Annex E
EXPORT LICENSINGPROPOSED SELF ASSESSMENT
SCHEME
1. The idea behind this is not, of course,
that companies should themselves become independent arbiters of
foreign policy and decide whether licences should be granted for
export of their products! The concept is rather that companies,
as with individuals in respect of income tax returns, should increasingly
apply a corpus of known regulations so as to reduce to an absolute
minimum the number of cases which have to be decided on an individual
basis by DTI and other government departments. The other half
of the idea is that DTI resources would be freed up for ensuing
compliance through random audit of companies's records and systems,
the former to ensure historical compliance, the latter to ensure
that firms have the capacity both to absorb and comply with future
legislative changes.
2. There is nothing particularly radical
about either of these points: both are well established in DTI
philosophy and practice. Moves towards both goals are consistent
with export control in a post cold-war world where controls are
increasingly operated for a wide variety of reasons and against
a wider range of destinations than merely the old-Soviet bloc,
and where ensuring compliance is, for that reason, more complex.
3. To reduce the number of individual licence
applications requires the maximum use of both OGELs and OIELs,
not just for dual purpose, but also for military products. In
practice it is OIELs which must have the greatest untapped potential.
Exporters should be encouraged to seek these for as large a percentage
of their current and future exports as possible, by reference
to both current and prospective customers. Such OIELs should be
wide enough, for example, to cover sales via agents/distributors
and sales of follow-on spares.
4. Enforcement via inspection at consignee's
premises is consistent with the parallel development in customs
practice (itself the result of the 1992 EU Single Market) away
from inspection at ports towards inspection at exporters' premises.

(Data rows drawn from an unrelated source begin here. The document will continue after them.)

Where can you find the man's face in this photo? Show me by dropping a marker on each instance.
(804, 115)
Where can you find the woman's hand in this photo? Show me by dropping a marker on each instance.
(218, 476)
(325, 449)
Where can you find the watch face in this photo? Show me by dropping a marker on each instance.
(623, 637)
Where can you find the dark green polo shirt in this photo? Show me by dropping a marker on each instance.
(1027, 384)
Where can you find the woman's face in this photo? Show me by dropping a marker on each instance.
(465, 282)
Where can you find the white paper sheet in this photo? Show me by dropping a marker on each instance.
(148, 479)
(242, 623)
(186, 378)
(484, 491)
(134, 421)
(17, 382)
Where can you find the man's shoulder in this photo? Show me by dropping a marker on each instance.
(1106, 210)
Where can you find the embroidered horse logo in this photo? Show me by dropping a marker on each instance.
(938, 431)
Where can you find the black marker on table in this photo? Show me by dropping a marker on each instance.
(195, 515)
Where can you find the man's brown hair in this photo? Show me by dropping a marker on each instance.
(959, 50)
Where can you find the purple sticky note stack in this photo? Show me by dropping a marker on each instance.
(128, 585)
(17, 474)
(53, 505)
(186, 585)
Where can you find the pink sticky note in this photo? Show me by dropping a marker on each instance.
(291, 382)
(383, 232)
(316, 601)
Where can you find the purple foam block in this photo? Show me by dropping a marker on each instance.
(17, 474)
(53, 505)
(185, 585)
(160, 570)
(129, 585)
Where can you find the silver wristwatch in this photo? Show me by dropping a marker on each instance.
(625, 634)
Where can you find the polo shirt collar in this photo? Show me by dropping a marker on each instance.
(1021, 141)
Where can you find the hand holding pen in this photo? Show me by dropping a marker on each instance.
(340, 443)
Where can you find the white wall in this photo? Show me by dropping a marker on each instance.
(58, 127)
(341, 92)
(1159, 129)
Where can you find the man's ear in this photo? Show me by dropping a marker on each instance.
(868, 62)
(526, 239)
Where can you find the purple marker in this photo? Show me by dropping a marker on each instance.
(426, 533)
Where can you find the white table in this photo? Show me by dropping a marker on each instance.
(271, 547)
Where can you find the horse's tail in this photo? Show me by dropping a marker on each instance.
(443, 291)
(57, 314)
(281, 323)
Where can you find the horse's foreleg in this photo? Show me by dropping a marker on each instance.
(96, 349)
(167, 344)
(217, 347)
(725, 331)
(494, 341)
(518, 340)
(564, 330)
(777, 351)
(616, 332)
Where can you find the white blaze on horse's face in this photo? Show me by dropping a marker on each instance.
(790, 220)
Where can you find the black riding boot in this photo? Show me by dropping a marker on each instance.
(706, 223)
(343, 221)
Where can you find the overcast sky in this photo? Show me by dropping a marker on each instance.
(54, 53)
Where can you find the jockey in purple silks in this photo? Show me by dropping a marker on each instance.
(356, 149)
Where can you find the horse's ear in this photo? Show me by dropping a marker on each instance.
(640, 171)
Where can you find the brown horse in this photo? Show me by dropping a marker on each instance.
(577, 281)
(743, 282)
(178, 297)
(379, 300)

The emphasis on exporters' control systems (currently mainly an
issue for those firms with military OIELs) would also be logical
once a greater percentage of exports were to be covered by these.
This also recognises that, in the case of most reputable exporters,
there is a far greater chance of technical infringements as a
result of failure to understand the regulations or failure to
apply these, than through deliberate evasion of controls.
5. If companies are to have greater responsibility
for operating the system, the rules themselves must be better
presented and easier to understand. There is still considerable
work required to make the system user-friendly, rather than the
present unhappy combination of technical description tied up in
"legalese". Again, taking tax legislation as the model,
something akin to the proposed re-write of tax law is needed.
6. Within DTI, the status and standing of
the Export Control Organisation needs to be enhanced. Staff also
need first hand experience of industry if they are to be capable
of understanding the industrial perspective on all this.